A gravadora Elektra tinha a intenção de lançar antes do fim do ano um álbum gravado ao vivo dos Doors, mas a ideia foi rechaçada pelos integrantes da banda. Eles preferiram preparar material inédito para um novo álbum de estúdio. Em novembro de 1969, os Doors entraram em estúdio para gravar o novo álbum, sob a produção de Paul A. Rothchild (1935-1995), o mesmo produtor dos álbuns anteriores do quarteto. Para o novo trabalho, a banda optou em resgatar a sua musicalidade mais crua e com uma inclinação voltada para o blues, e assim se afastando da sonoridade “polida” e orquestral de Soft Parade.

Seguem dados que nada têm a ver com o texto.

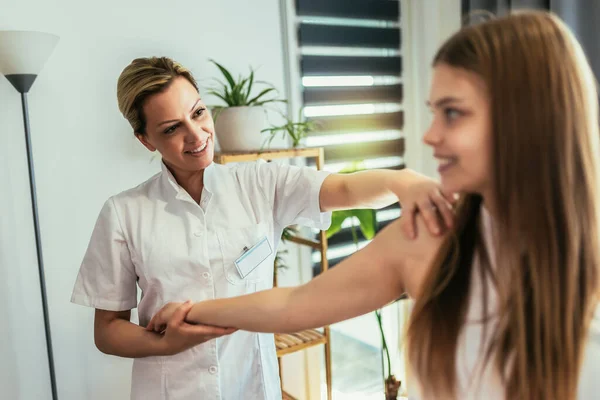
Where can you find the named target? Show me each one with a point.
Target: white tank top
(476, 382)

O incompreendido Soft Parade. |
Para ilustrar a capa, os Doors foram fotografados por Henry Diltz num modesto hotel do centro de Los Angeles, que por coincidência, chamava-se Morrison Hotel. A foto da capa foi tirada sem permissão do estabelecimento. Numa distração dos funcionários do hotel, os quatro membros da banda entraram e posicionaram atrás da vitrine do hotel, e rapidamente foram fotografados por Diltz. Para a contracapa, optaram por uma foto do bar Hard Rock Cafe.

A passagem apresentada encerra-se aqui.